New Era Growth Stocks
Restaurants – Recent IPOs in the restaurant space have come from companies that are helping to change the consumer retail landscape. The most recent IPO, and one of the most successful IPOs across all sectors year-to-date, came from Noodles & Company (NDLS). The company, which is up 152% since its June 27th IPO, offers a wide variety of high quality, cooked-to-order dishes, including noodles and pasta, soups, salads and sandwiches, all of which are served on real china – fancy!
Importantly, customization is becoming a “must” in the restaurant industry and NDLS plays into this theme very well. Because each dish is cooked-to-order, it can be customized to each customer’s personal tastes and preferences (they even have gluten free, vegan, vegetarian or low sodium items). Noodles participates in the ‘fast casual’ segment of the restaurant industry as they strive to provide a medium between quick service and casual dining restaurants. In other words, fast casual restaurants attempt to provide customers with a combination of impressive speed of service, high quality food and a quality environment.

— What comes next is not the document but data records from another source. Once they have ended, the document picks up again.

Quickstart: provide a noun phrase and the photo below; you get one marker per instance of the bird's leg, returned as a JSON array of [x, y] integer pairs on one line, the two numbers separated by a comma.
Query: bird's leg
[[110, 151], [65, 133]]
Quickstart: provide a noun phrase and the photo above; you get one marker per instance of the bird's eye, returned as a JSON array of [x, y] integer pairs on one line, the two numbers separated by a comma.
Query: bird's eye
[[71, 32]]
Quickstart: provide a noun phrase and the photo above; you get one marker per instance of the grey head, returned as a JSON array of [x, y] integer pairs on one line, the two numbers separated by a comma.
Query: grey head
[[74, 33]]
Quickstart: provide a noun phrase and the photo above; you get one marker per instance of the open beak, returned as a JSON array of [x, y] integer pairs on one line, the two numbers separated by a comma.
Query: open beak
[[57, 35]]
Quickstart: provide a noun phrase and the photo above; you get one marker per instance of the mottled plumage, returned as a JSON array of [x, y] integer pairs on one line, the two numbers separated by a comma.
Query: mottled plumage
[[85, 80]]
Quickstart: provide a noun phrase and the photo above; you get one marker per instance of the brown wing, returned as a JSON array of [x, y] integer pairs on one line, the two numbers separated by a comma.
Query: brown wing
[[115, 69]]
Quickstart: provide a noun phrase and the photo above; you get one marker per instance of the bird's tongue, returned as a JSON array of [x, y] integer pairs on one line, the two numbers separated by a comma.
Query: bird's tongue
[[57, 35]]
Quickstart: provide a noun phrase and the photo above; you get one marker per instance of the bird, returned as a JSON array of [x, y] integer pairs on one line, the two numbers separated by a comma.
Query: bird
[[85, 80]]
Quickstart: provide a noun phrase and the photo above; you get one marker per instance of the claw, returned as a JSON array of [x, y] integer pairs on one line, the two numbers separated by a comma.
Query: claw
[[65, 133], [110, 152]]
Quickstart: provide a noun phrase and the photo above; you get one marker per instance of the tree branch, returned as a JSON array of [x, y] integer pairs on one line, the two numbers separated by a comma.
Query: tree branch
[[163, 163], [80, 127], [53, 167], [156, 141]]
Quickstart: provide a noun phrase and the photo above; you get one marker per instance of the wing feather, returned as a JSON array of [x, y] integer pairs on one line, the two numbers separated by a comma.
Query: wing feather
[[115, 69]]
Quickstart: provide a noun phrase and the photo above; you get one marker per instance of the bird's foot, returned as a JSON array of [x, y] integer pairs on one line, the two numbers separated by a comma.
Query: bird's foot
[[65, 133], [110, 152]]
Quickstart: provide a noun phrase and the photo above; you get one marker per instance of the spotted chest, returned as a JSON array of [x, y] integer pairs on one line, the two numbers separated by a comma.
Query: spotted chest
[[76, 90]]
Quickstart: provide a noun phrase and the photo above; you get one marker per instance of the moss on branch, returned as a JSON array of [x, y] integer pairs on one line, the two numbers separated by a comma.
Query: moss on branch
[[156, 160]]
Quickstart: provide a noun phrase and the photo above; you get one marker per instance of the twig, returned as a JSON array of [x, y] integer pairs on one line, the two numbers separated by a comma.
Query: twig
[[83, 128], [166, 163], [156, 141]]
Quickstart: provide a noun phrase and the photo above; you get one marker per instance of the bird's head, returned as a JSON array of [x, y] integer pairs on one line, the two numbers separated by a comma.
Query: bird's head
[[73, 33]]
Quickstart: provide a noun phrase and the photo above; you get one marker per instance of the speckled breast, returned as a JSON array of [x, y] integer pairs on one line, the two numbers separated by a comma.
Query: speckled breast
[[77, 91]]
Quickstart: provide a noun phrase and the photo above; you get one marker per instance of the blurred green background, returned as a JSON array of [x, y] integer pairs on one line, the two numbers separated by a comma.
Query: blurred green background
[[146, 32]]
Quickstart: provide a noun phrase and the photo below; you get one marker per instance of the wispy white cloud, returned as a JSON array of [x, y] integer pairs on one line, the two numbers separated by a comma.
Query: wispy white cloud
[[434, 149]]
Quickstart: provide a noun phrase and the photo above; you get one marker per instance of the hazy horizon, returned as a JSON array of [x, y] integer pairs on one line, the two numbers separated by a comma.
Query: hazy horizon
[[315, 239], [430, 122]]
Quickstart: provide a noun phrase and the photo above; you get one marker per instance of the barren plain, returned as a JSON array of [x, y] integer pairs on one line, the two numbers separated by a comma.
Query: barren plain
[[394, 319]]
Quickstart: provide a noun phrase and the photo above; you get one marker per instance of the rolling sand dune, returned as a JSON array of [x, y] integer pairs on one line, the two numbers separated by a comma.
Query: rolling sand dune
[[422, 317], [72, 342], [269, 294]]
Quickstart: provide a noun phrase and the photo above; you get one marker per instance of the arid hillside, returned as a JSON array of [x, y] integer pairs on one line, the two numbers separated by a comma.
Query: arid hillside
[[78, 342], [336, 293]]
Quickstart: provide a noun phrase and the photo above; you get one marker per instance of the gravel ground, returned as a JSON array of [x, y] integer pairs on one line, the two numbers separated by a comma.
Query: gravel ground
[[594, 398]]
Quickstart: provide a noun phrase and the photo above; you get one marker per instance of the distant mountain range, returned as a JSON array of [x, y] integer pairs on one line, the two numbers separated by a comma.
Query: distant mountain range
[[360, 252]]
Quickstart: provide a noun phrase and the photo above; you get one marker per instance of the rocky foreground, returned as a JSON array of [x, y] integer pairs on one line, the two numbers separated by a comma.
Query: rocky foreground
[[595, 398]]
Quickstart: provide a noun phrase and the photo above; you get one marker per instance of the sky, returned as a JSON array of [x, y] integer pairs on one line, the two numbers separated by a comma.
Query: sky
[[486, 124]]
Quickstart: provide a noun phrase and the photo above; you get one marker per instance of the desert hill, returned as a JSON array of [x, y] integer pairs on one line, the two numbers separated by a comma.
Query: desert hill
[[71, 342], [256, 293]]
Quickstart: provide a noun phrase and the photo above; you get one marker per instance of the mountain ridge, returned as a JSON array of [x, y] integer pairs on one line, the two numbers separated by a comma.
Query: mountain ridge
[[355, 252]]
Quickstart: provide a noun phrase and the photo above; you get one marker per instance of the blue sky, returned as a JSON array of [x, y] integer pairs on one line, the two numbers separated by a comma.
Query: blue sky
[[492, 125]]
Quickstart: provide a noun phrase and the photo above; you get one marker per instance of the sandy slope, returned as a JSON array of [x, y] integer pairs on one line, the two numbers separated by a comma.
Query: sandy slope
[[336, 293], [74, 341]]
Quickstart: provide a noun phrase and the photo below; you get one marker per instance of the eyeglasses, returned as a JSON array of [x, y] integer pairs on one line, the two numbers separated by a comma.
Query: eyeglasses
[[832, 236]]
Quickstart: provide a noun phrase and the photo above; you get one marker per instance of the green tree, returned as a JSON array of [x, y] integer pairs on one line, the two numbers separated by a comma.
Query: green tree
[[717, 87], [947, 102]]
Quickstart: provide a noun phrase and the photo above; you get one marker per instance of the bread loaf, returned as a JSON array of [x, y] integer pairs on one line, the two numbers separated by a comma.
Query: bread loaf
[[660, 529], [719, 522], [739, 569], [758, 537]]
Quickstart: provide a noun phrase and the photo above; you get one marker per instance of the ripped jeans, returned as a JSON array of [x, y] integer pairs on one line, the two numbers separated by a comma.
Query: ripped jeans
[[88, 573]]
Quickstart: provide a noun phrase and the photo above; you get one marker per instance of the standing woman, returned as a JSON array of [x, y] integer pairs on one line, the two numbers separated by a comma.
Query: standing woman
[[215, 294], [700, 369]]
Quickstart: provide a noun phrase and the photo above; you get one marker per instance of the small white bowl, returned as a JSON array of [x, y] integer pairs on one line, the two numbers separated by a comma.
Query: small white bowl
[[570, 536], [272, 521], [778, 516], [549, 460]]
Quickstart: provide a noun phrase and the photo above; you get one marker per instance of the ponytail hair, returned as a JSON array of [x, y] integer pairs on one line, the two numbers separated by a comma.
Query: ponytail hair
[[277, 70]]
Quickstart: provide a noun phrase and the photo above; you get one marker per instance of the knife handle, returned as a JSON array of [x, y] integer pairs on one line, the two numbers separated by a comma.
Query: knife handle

Other notable fast casual chains include Chipotle (CMG), Smashburger (private), and Qdoba (owned by JACK). The NPD Group recently reported that the number of fast-casual restaurants grew by 7%, while traffic grew by 9% for the FY ended May.
Food Retail – Similarly, in the food retail space, recent IPOs such as Sprouts Farmers Market (SFM), Natural Grocers (NGVC) and Fairway Group Holdings (FWM) have expanded natural and organic product selections in addition to fielding extensive perishables departments. Of the group, Natural Grocers' IPO has enjoyed the largest percentage gain as the stock is up 140% since its first trading day.
On the margin, these new competitors in the Food Retail space will begin to take occasions away form traditional casual dining companies.
Below we highlight a number of relative, recent IPOs and their respective performance.
We currently like high growth stocks that should continue to benefit from the aforementioned trend, including NDLS, KKD, CMG, and OPEN.
We continue to dislike traditional quick-service and casual dining names, including MCD, DRI and RRGB.